Beim Leben verhält es sich ähnlich. Es bietet für alles Sinnvolle und Unsinnige unter uns Menschen den nötigen Sinnzusammenhang. Im Leben gibt es Geschichten ohne Ende zu erzählen, die mehrfach verkettet und ineinander verschachtelt sind. Wenn wir aber das Leben selbst nach einem Sinn befragen, greifen wir darüber hinaus. Eben in eine Art Himmel. Dort aber finden wir keinen Zusammenhang. Der Zusammenhang fehlt.
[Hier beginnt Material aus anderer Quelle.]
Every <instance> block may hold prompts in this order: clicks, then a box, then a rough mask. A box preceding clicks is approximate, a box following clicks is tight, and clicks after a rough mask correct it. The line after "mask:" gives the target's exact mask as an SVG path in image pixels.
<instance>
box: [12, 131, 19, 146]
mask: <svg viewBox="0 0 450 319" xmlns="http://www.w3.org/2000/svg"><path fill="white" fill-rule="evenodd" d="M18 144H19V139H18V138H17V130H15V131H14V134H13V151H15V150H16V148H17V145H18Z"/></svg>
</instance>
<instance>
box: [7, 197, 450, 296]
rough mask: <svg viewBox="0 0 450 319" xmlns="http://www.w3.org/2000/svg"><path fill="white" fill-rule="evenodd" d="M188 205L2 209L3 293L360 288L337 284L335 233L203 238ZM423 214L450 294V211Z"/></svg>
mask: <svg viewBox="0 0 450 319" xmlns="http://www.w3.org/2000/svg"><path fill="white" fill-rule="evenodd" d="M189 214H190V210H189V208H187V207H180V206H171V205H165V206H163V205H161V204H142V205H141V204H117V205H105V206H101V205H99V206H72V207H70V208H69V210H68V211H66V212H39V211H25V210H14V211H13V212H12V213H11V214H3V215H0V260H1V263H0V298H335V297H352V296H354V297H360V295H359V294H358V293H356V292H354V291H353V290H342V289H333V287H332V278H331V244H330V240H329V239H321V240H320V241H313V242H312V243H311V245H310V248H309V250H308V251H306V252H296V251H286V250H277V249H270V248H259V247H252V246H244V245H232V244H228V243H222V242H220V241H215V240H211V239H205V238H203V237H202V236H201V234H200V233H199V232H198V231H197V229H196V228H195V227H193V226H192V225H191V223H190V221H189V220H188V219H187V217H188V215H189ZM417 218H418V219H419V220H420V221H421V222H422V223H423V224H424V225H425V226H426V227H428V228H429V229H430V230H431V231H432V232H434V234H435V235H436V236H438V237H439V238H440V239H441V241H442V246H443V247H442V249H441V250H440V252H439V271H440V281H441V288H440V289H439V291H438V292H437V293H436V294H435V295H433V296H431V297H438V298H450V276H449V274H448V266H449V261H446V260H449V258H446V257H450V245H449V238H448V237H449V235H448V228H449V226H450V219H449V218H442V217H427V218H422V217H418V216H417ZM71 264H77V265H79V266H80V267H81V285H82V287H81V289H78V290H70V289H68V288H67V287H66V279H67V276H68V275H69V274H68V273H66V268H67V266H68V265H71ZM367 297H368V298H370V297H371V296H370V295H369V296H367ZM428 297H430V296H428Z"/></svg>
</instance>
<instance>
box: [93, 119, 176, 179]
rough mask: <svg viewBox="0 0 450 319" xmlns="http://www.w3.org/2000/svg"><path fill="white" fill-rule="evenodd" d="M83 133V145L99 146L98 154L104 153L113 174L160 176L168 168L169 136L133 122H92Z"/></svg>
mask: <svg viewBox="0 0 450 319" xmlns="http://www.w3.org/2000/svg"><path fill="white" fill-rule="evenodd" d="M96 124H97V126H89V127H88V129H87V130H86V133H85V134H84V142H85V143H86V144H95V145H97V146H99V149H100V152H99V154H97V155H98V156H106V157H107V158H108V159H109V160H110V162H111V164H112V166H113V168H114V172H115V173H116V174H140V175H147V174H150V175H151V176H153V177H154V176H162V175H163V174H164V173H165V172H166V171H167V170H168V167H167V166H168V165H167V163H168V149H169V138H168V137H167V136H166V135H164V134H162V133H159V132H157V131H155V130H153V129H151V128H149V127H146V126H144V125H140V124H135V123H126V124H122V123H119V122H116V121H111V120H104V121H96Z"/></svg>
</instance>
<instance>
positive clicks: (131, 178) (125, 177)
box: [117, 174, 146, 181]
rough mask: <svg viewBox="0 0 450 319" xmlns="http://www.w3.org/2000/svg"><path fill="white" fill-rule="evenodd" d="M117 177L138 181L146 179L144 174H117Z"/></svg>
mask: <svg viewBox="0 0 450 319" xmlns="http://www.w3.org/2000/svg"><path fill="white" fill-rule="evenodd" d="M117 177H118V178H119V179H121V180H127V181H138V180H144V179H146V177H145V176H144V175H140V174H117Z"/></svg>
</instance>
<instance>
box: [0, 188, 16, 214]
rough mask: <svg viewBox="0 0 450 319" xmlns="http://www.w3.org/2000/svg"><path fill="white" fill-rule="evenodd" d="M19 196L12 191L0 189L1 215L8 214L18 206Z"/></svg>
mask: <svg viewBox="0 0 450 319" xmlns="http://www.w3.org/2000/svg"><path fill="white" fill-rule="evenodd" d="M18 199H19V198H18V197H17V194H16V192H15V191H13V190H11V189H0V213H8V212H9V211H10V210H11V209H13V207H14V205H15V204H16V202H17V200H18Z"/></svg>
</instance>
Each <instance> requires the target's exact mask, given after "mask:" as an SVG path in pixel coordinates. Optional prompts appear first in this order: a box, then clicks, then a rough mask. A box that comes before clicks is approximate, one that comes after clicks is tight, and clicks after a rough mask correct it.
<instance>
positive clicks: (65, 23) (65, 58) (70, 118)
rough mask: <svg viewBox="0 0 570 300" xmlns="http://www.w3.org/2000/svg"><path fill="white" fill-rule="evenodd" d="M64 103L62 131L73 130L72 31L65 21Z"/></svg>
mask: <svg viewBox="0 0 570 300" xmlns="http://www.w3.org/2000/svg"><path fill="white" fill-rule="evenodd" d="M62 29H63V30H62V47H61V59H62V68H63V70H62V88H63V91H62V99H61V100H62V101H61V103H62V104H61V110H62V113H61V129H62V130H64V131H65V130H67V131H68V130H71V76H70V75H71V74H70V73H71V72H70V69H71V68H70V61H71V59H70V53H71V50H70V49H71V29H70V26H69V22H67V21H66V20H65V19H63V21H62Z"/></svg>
Die Frage nach dem Sinn bleibt dann unbeantwortet, wenn sie sich auf Bereiche bezieht, die ausserhalb davon liegen. Der Zusammenhang jedenfalls, der das Leben in sich fasst und ihm so Sinn verleiht, entgeht uns seit je.
Kosmisch gesehen hängen wir in allseitiger Tiefe.
Eigentlich liegt der Irrtum klar: Der Mesokosmos, verkürzt das Leben an sich, bringt die Sinnfrage hervor, die sich alltäglich bewährt. Man muss schon nichts zu arbeiten haben, wenn man auf die Idee kommt, die Sinnfrage auf das Leben selbst anzuwenden, das sie hervorbringt. Das meine ich mit Denken im Leerlauf. Zum Vergleich: Das Leben hat den Tod hervorgerbacht, unser Vorlauf zum Nichts schlechthin, aber es selbst ist nicht sterblich. Das Leben hat die Geburt hervorgebracht, unser Rücklauf zum Etwas schlechthin, ohne dass es selbst geboren wäre. Da liegt der Schluss nahe, dass es zwar die Sinnfrage hervorbringt, selbst jedoch ausserhalb des Gültigkeitsbereichs dieser Frage liegt. Wer also nach dem Sinn des Lebens fragt, begeht eine Art Fehlschluss. Daher entbehrt es keinerlei Logik, wenn jemand schlussfolgert, der Sinn des Lebens sei Unsinn. Und ebenso das Gegenteil davon.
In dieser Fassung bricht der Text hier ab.